If 2020 had a phrase, that might be it. “It is what it is.”
I started hearing people use it in the summer, but it really hit me hard when President Trump used it to refer to COVID-19’s death toll in the U.S.
I hate this phrase. For starters, it’s obvious, like saying you found something in the last place you looked. (Why would you keep looking?)
But the main issue is that “it is what it is” offers no hope, no room for change or growth or plan B.
You can imagine my delight, then, as we listened to Ember Rising (from the Green Ember series) and I heard young, brave rabbit Picket console his sister with these words:
“It is what it is, but it is not what it shall be.”
Picket and his rabbit brethren look forward to life in the Mended Wood, even as they suffer greatly in the battle to bring forth the Mending. Doesn’t life feel like that these days? All creation groans (Romans 8:22), chafing against pain and injustice and death and despair that seems like it is winning.
“It is what it is, but it is not what it shall be.”
We’ve read the nativity narrative several times recently, as one does leading up to Christmas. What strikes me this year is a question: why didn’t anyone offer better help to this very pregnant young women?

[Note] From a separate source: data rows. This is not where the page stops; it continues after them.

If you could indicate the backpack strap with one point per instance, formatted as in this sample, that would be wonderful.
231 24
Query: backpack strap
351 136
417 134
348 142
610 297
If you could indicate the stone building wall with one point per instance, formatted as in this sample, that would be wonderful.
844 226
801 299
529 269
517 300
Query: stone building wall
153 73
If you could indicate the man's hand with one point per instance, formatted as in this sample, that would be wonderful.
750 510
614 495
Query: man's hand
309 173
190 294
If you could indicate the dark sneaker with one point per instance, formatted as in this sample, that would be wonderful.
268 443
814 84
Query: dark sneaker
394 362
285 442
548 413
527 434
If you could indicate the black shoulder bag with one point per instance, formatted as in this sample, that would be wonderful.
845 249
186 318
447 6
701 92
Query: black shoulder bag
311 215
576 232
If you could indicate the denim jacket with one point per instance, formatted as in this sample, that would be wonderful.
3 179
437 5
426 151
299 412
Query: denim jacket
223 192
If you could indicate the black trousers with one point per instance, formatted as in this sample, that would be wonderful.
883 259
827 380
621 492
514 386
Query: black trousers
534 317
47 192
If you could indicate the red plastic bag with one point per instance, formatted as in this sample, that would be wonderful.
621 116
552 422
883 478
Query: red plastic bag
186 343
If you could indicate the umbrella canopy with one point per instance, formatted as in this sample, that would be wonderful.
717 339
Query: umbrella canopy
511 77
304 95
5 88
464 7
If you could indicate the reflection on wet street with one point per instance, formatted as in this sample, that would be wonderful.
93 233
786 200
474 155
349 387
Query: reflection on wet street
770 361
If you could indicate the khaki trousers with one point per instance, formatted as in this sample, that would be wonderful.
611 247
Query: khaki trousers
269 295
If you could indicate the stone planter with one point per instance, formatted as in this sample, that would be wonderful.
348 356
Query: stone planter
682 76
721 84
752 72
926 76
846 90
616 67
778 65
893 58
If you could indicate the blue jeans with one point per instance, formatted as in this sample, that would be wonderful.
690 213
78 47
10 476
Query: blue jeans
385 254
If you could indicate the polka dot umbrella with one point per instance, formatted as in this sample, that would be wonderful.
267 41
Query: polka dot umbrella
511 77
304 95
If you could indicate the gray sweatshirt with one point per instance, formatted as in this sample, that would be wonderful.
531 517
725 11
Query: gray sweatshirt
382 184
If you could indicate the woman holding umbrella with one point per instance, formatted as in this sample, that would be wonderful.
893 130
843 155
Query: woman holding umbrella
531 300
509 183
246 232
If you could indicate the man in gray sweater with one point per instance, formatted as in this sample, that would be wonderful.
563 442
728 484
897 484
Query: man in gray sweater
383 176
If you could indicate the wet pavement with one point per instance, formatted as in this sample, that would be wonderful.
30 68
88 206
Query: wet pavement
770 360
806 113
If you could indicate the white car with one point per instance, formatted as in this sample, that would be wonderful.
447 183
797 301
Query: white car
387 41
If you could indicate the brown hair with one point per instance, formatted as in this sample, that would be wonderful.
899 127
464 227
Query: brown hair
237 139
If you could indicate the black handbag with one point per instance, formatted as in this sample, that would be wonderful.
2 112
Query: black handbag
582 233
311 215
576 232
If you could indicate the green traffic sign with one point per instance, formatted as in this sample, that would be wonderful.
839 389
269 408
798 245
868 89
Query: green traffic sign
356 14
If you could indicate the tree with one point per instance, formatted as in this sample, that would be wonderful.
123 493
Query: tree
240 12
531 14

Didn’t they have a single friend-of-a-friend they could call upon? A distant cousin? A fellow traveler who knew somebody with a spare bed? Could not even the innkeeper be moved to somehow accommodate this young couple in their hour of need?
Joseph and Mary inhabited an “it is what it is” world in a way that our modern, Western sensibilities don’t understand. Possessions were precious and harder to share when there was no Target down the road. Life was harsher, death nearer. It was what it was.
But as she lay in the straw and the muck, bringing God as Man into this world, Mary witnessed the embodiment of the coming “what it shall be.”
And it shall be peace.
And it shall be no more disease.
And it shall be no more tears.
And it shall be justice.
And it shall be good. Because He said so.